7 Juli 2004

Im Flachsmonat Juni überwogen die Sorgen…

...jetzt wird Sonne, Sonne, Sonne gebraucht!

Anders als in Frankreich und Belgien präsentieren sich die norddeutschen Flachsflächen mit überwiegend starken Beständen, die auf Röststrohmengen in einem Bereich von 6.5 bis 8 t je ha hoffen lassen.

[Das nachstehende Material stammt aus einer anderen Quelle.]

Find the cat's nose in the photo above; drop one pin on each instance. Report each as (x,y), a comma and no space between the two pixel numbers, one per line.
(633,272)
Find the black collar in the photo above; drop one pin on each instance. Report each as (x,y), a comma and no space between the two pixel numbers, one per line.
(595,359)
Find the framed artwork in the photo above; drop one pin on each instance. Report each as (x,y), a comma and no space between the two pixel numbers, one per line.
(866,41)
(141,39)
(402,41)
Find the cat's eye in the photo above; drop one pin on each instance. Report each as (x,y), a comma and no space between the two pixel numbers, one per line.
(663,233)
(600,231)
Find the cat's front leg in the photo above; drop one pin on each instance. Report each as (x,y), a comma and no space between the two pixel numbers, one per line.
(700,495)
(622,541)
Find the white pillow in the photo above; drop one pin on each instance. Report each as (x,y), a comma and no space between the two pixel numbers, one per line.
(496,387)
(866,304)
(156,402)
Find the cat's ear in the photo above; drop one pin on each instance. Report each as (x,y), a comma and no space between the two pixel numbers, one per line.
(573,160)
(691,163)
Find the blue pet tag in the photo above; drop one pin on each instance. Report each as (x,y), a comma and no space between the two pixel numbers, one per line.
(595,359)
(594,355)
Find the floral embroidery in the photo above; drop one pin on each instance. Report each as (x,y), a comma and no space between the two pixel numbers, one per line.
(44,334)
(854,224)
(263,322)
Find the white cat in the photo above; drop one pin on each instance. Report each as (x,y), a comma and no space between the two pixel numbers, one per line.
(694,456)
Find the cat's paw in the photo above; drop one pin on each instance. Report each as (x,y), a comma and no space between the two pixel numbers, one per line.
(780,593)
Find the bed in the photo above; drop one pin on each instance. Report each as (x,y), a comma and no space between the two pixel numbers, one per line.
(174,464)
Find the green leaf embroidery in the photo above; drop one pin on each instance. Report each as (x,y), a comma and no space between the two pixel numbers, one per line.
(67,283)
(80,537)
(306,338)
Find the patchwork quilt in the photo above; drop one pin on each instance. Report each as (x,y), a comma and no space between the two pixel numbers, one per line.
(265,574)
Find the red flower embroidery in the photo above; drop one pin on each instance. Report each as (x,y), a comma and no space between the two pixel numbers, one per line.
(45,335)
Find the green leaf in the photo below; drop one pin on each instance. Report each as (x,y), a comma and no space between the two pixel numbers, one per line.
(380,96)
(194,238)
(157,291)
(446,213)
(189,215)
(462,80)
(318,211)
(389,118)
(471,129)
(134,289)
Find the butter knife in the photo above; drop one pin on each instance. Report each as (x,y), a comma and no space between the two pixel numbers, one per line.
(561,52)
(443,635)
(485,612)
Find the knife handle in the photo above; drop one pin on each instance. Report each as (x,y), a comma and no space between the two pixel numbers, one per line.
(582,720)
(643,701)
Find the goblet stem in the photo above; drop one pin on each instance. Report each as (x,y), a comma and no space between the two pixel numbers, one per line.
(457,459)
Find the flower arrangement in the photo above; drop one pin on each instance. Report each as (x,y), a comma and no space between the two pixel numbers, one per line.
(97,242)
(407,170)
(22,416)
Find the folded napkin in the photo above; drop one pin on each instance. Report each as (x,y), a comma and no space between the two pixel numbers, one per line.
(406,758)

Damit hat die gegenüber den Hauptanbauländern spätere Aussaat in Norddeutschland insoweit zu diesem mengenmäßig positiven Effekt geführt, als die in ganz Westeuropa beobachtete Trockenphase im Mai den in Frankreich bereits im Längenwachstum befindlichen Flachs mit seinem hohen Wasserdarf viel empfindlicher traf als den in der Jugendphase befindlichen Flachs in Norddeutschland.

Die hohen Aufwuchsmengen mit Strohlängen im Bereich 110 cm haben die ungünstigen Witterungsbedingungen des Juni (häufige Regenschauer mit zum Teil heftigen Böen, Böden unter nahezu voller Feldkapazität, hohe N-Mineralisierung, kaum Sonnentage) erstaunlich gut überstanden: bislang halten sich die ins irreversible Lager gegangenen Flachsflächen mit etwa 3% der Gesamtfläche in Grenzen.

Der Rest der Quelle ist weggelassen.